A informação objeto do habeas data diz respeito à pessoa do impetrante. As informações do art. 5º, XXXIII, são de interesse geral e coletivo e são materializadas por meio de certidões que conterão as informações desejadas.

Hely Lopes Meirelles reitera esse entendimento no seguinte sentido:

o habeas data não se confunde com a garantia constitucional de obter certidões, justificando-se pelo simples interesse, que não necessita de maiores motivações, do impetrante que deseja conhecer o teor dos dados e registros e eventualmente retificá-los. A doutrina dominante considera que só cabe a impetração se a autoridade se recusa a prestar as informações ou a fazer as correções em tempo razoável.24

4.7. Legitimidade ativa e natureza do remédio

Basicamente, o habeas data conecta-se a pessoas físicas. Contudo, não há como excluir as jurídicas dessa possibilidade, eis que também são incluídas nos bancos de dados de instituições que servem a estabelecimentos comerciais e financeiros.

Certamente as pessoas jurídicas, da mesma forma que as físicas, podem impetrar o habeas data, ou seja, possuem legitimação ativa. Estão aptas igualmente para requerer a retificação que se fizer oportuna no banco de dados que erroneamente tenha consignado dados, ulteriormente à verificação da informação.

O habeas data é ação constitucional de caráter civil. Seu intuito é revelar as informações relativas à pessoa do impetrante e retificá-los, se houver anotações errôneas ou incorreções relativas à pessoa. Pode ser interposto, como visto, perante repartições públicas e privadas, que sejam consideradas públicas por força de lei.

A interposição desse instrumento deveria ser personalíssima, como anota José Afonso da Silva.25 Pode ser interposto por estrangeiro. Cita decisão do

STJ, quando ainda era TFR, no sentido de permitir que o cônjuge supérstite e os herdeiros ingressem com habeas data a fim de impetrar o writ, pois injusto que o nome do falecido registre informações equivocadas ou errôneas, sem que elas possam ser retificadas, uma vez que haja tal constatação.

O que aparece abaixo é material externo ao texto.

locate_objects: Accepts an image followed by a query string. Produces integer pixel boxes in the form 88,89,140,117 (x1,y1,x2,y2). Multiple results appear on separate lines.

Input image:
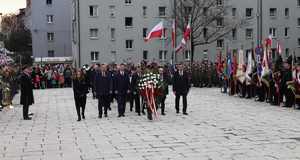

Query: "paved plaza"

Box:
0,89,300,160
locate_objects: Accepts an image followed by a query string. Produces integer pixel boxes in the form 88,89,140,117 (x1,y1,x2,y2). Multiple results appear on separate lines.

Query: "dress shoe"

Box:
24,117,32,120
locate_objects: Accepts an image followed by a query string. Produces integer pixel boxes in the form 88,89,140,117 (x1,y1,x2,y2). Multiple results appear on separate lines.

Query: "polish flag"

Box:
277,42,282,55
172,19,176,48
265,35,272,47
183,22,192,41
175,38,186,53
144,21,165,42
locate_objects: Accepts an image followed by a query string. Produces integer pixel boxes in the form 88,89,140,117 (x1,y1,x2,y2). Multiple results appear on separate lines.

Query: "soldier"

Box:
114,64,130,117
157,67,169,116
173,64,190,115
95,64,113,118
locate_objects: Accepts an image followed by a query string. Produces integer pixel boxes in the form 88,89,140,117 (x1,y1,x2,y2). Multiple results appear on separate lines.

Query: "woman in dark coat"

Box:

O habeas data é uma ação constitucional, de caráter civil, que tem por objeto a proteção de direito líquido e certo do impetrante a conhecer informações e registros relacionados à sua pessoa, consignados em repartições públicas ou particulares acessíveis ao público, para eventual retificação de seus dados.

4.8. Processamento do habeas data

Ao interpor-se a inicial, em duas vias, o advogado deve observar os requisitos exigidos pelos arts. 319 a 321 do CPC vigente e pela Lei n. 9.507/97. Deve instruí-la com os documentos já citados, ou seja, prova de esgotamento do recurso administrativo ou inobservância de prazo para a entrega das informações. Com sucesso, vários dispensam a prova de esgotamento da via administrativa, indicando na inicial que preferiram ingressar diretamente no Judiciário.

Apelação poderá ser interposta na hipótese de a autoridade judicial indeferir a inicial por constatar ausência de algum dos requisitos previstos na Lei; caberá dessa decisão recurso de apelação.

Ao dar andamento ao processo, o juiz determinará a notificação do coator, para que, em dez dias, preste as informações que julgar necessárias. Após o prazo, será ouvido o Ministério Público em cinco dias, e os autos seguem conclusos ao juiz, para que, também em cinco dias, se manifeste. Cabe apelação da sentença que concede ou nega o habeas data.

O parágrafo único do art. 15 da citada Lei regulamentadora dispõe que quando a sentença concede o remédio do habeas data, o recurso tem apenas efeito devolutivo. A execução da sentença, consequentemente, é imediata, mediante o cumprimento da determinação da autoridade judiciária. O presidente do Tribunal ao qual competir o conhecimento do recurso pode ordenar ao juiz, excepcionalmente e nos casos que sejam necessários, a suspensão da execução da sentença. De acordo com o art. 18, ainda tem-se que

“o pedido de habeas data poderá ser renovado se a decisão denegatória não lhe houver apreciado o mérito”.